Ma famille me pompe... Même à 4000 kilomètres de distance, elle me rejoint. Enfin, je les laisse me rejoindre (skype, messenger, téléphone). On ne choisit pas ses enfants, ses parents, ses frères, ses soeurs... on les subit... On a beau venir du même utérus, nous avons chacun une vision - bien - différente de nos géniteurs. Et encore là encore, il faut rester dans le politically (et surtout family) correct... S'il y a des personnes à qui on devrait être capable de dire les vraies affaires, c'est bien les membres de notre famille... il semble que non, qu'il faille ménager les susceptibilités de certains... La famille c'est précieux qu'on dit dans une pub d'assurance, eh bien! moi, il y a des jours où j'aimerais être enfant unique et orpheline... et sans descendants...
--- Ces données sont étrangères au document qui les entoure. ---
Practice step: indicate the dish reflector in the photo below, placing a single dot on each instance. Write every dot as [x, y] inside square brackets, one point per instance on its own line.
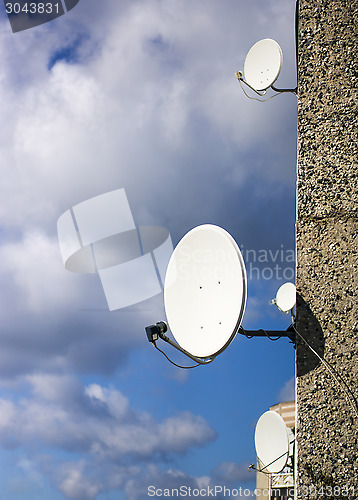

Je lis beaucoup, beaucoup. J'énumérerai les titres dans un prochain billet. En fait, j'ai lu plus de la moitié des livres que j'ai amenés. Je pourrai toujours me rabattre sur la Grande Bibliothèque de Montréal et sur la centaine de titres dans mon ordinateur... Tiens, je devrais m'acheter une liseuse au cours des prochains mois. Je pense que je serais capable de m'adapter... même à mon âge...


Pas facile, mais je tiens le coup en ce qui concerne une certaine promiscuité...
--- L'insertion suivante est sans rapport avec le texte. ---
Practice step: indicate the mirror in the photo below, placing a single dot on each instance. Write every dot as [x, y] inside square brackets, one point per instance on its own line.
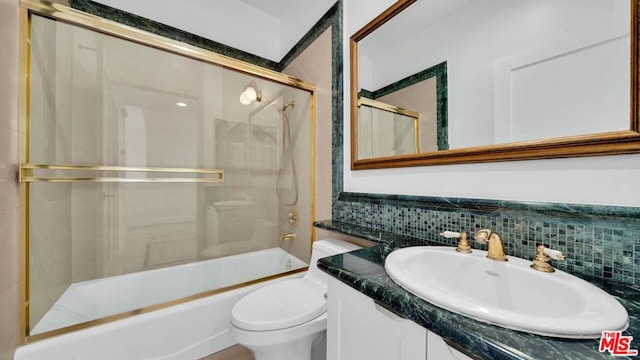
[493, 81]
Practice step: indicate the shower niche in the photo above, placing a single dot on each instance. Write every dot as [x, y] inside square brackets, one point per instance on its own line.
[136, 188]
Nicole, ma grande complice et amie depuis le secondaire, revient en Estrie, en presque retraite... Magnifique!


jeudi 16 novembre 2017

Mes heures de plaisir sont comptées

Je viens de recevoir un message sur FB. Des amis qui passeront l'hiver avec nous, ici, à quelques mètres de nous. Ils arrivent dans quelques heures...

J'ai encore en mémoire l'expérience de 2013-2014... J'ai beaucoup de travail à faire sur moi... beaucoup... mais avant de paniquer, je vais nous donner une chance... que ça fonctionne... cette fois...

Je suis déjà en mode défense et ils ne sont pas encore arrivés... Réflexe primaire probablement, mais j'en doute... Je ne gaspillerai pas ces prochaines heures de paix, de plaisir... juste pour m'en souvenir au moment où je serai en colère... parce que j'en ai éprouvé beaucoup cet hiver-là...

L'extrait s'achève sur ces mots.